他不敢再随口说一句“我没事”,牢牢记住刚才脱口而出后的失误,老老实实袒露着身体的难受,语气卑微又无助:“回去之后我只会更加心神不宁,时时刻刻都在惦记你有没有又偷偷委屈自己,血压有没有再度升高。留在这里,我至少能亲眼看着你,你就算继续冲我发脾气也好,总好过我隔着楼层胡乱揣测。”
监护仪依旧发出规律的滴滴声,江瑶看着他眼底泛起的水光,看着他强撑病体却执意不肯离开的模样,心里那股强硬的逐客之意,又悄悄松动了几分。
她明明满心怨他从前的隐瞒,明明担心他旧疾复发,可看着他这般狼狈又执拗的样子,再硬的心气,也慢慢染上了一层无力。
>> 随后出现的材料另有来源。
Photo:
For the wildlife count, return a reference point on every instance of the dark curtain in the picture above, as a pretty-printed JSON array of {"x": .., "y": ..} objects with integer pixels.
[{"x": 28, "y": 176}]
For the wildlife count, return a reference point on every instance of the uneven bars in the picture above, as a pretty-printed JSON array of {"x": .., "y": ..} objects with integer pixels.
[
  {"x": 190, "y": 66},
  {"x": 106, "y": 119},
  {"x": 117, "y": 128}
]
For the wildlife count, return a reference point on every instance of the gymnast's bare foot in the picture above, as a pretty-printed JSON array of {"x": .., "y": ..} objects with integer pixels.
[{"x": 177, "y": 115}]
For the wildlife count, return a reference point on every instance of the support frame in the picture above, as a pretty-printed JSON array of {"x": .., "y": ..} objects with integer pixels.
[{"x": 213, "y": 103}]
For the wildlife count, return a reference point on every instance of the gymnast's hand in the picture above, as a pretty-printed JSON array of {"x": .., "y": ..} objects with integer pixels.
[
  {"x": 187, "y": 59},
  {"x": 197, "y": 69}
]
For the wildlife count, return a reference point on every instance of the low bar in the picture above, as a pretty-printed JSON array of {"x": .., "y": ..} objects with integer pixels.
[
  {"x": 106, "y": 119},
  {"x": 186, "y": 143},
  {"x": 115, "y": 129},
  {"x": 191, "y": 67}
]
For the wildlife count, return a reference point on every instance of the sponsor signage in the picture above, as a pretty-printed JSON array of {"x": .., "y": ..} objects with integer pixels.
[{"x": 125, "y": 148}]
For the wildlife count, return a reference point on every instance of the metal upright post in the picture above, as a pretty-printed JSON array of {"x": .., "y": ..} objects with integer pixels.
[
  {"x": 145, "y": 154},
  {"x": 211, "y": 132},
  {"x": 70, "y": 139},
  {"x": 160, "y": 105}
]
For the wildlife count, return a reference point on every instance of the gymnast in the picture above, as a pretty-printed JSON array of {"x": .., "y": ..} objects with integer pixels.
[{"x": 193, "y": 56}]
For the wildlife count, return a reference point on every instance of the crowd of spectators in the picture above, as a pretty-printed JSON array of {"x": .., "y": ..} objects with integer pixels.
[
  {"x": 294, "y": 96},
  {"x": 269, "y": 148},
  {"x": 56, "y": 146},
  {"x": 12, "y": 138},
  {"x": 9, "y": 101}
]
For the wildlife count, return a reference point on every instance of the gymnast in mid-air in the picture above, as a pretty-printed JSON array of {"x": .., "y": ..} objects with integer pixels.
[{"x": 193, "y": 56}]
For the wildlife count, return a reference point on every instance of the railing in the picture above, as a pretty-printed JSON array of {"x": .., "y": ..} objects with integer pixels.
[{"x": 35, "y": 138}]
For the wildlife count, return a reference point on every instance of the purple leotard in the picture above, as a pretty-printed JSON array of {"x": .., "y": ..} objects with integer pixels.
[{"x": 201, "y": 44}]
江瑶心里清楚齐思远的脾气,骨子里执拗得很,自己若是态度一直强硬,他是断然不肯乖乖回病房休养的。再看向他泛红的眼眶,眼底藏着委屈与惶然,方才到了嘴边的重话,终究是怎么也说不出口了。
病房里安静了片刻,她轻轻摩挲着隆起的小腹,语气褪去了之前强硬的驱赶意味,多了几分无奈的轻叹。
“这几天闹出来的所有事,从头到尾都是你一手造成的。”她缓缓开口,刻意板起一点神色,想稍稍冲淡眼下太过沉重的气氛,“现在还红着眼眶跟受了莫大委屈一样哭鼻子,你也不想想肚子里的孩子说不定都能感知到,小家伙要是看得清清楚楚,回头都要笑话他爸爸太过脆弱。”
齐思远闻言猛地一怔,下意识抬手蹭了蹭眼角,慌忙压下涌上鼻尖的酸涩。他方才只顾着害怕被赶走,满心都是惶恐,全然忘了腹中还安稳蜷缩着孩子。被江瑶这么一点醒,窘迫之感瞬间盖过了刚才的低落,原本泛红的眼睫局促地颤动了几下。
胃部的隐痛依旧连绵不绝,胸口的闷堵也没有消散,可他再不敢流露脆弱的神态,强撑着收敛情绪,低声哑声道:“是我失态了。”
“知道失态就安分坐着。”江瑶收回目光,重新靠回床头,氧气管依旧贴在鼻翼,“我暂且不赶你回去,但你必须老实交代身体感受,心口难受、胃痛加重,立刻就说,不许再自作主张硬扛。要是因为强撑在这里把病情搞严重,我依旧会让周凯把你强行送回去。”
齐思远紧绷的心骤然松了大半,悬在半空的石头总算轻轻落地。他连忙轻轻点头,坐姿都规矩了不少,目光不自觉温柔地落在江瑶的小腹上,心里又愧疚又柔软。
“我记住了,绝对不再逞强。”
他终于得以留在这间病房里,不用再被迫离开独自煎熬,只是清楚这份留下来的许可来之不易,往后每一分每一秒,都要学着改掉往日里独自隐忍的毛病,学着坦诚,学着正视自己的过错。
江瑶看着他收敛了委屈、拘谨坐在一旁的模样,心里的火气早已经散了大半。她微微倾身,抬手轻轻拍了拍齐思远放在膝头的手背,触手一片冰凉,带着大病初愈后的寒凉,几乎没有什么温度。
下意识的举动胜过心里所有的隔阂,她指尖微微收拢,轻轻握住了他微凉的手掌,下意识想用自己掌心的温度,稍稍焐热这双发凉的手。可嘴上依旧不肯轻易饶过他,语气里带着埋怨,藏着长久积攒下来的失望。
“光凭着嘴上答应可一点用处都没有。”江瑶的目光落在两人交握的手上,语调淡淡的,却句句戳在要害,“从前你反反复复跟我保证过多少次,说以后再也不会刻意隐瞒,不会遇事独自硬撑,结果呢?次次都只是随口的承诺,非要硬生生闯出一场大祸,险些把我们两个人都拖进险境里,你才肯想着要改正。”